NUEVA YORK – Es hora de que el G-20 tome en serio su mandato de acordar medidas para estabilizar la economía global y encauzarla hacia un patrón de crecimiento  más sostenible. En cambio, el G-20 se está comportando como una sociedad de debate en la que el enfoque de cooperación que impulsó a principios de la crisis se ha convertido en una serie de acciones a menudo imprudentes y unilaterales de parte de sus miembros.

Con todo, hay varios riesgos significativos para la estabilidad y prosperidad de la economía global que se tienen que abordar urgentemente. Irlanda ha conducido a Europa a su segunda crisis de deuda soberana de este año. La esquizofrenia se ha apoderado de los mercados de capital, y los flujos de inversión van y vienen a través del Atlántico en respuesta al riesgo de contagio en Europa y a la facilitación cuantitativa en los Estados Unidos.
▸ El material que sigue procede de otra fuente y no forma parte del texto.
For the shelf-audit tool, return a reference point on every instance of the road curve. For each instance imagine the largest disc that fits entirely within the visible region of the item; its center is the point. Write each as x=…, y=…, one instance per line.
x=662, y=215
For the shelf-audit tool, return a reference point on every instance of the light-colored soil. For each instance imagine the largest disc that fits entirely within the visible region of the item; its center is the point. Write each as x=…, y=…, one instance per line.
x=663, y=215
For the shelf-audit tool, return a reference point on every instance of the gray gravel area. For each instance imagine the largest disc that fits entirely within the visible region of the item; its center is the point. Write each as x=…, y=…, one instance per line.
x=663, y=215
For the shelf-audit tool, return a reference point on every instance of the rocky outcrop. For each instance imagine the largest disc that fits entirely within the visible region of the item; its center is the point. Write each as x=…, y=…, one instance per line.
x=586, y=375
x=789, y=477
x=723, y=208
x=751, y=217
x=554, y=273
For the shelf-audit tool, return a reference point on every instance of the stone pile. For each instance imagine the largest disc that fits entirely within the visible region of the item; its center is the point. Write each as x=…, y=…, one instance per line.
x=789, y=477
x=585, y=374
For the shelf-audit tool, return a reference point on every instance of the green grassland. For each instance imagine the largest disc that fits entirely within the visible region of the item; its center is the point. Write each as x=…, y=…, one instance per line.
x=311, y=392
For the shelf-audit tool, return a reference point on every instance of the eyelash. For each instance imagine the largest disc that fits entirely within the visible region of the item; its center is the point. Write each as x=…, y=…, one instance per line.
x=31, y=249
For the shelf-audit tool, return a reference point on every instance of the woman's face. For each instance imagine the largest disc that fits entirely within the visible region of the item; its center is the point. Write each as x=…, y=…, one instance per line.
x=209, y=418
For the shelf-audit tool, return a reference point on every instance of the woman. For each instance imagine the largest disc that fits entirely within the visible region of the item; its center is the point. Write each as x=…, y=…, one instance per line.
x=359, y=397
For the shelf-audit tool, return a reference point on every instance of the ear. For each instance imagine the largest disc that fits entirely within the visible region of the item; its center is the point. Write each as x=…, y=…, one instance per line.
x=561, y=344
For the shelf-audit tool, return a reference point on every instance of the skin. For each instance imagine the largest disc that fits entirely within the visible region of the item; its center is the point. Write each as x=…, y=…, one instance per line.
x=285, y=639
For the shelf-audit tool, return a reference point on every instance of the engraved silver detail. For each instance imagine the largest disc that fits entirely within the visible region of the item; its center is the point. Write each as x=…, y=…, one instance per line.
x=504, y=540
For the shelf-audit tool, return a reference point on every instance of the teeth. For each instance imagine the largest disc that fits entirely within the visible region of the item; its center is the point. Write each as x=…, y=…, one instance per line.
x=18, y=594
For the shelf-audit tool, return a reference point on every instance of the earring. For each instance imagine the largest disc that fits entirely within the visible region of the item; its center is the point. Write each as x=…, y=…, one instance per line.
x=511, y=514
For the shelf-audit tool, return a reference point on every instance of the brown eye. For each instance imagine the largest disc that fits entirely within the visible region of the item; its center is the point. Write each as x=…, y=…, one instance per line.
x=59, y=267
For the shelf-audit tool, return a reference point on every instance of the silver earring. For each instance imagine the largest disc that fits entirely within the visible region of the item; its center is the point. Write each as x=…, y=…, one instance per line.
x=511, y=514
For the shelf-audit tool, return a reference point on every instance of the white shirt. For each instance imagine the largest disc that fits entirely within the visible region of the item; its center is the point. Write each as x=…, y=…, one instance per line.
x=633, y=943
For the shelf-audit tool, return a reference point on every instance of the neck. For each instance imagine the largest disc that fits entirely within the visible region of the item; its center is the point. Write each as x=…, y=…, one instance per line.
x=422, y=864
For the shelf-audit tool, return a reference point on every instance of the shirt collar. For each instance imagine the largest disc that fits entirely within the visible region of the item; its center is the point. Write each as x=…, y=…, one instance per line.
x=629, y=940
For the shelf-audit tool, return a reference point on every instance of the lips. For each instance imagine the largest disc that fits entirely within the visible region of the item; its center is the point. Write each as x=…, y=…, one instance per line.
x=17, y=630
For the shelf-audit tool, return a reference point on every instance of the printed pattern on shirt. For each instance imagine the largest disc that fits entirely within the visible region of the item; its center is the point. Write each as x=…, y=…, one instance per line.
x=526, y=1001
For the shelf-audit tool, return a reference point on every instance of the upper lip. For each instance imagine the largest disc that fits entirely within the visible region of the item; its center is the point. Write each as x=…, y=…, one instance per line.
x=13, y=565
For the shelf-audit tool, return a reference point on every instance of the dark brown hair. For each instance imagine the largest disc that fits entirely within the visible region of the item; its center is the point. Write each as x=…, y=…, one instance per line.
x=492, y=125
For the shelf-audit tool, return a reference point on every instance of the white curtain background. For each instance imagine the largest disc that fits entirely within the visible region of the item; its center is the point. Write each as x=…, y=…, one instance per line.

Mientras tanto, los capitales están inundando los mercados emergentes que tienen tasas de interés más altas causando presiones inflacionarias, elevando los precios de las acciones y sometiendo a las divisas a una apreciación que puede poner en riesgo la competitividad –en resumen, distorsiones y problemas de política que requieren respuestas defensivas no convencionales.

Las predicciones de empleo y crecimiento en los países avanzados son más modestas –un reconocimiento tardío de la realidad de una recuperación prolongada y difícil y de una nueva “normalidad” post crisis. Los déficits fiscales en el corto y mediano plazo se ven más peligrosos debido a las previsiones de crecimiento más realistas y más bajas.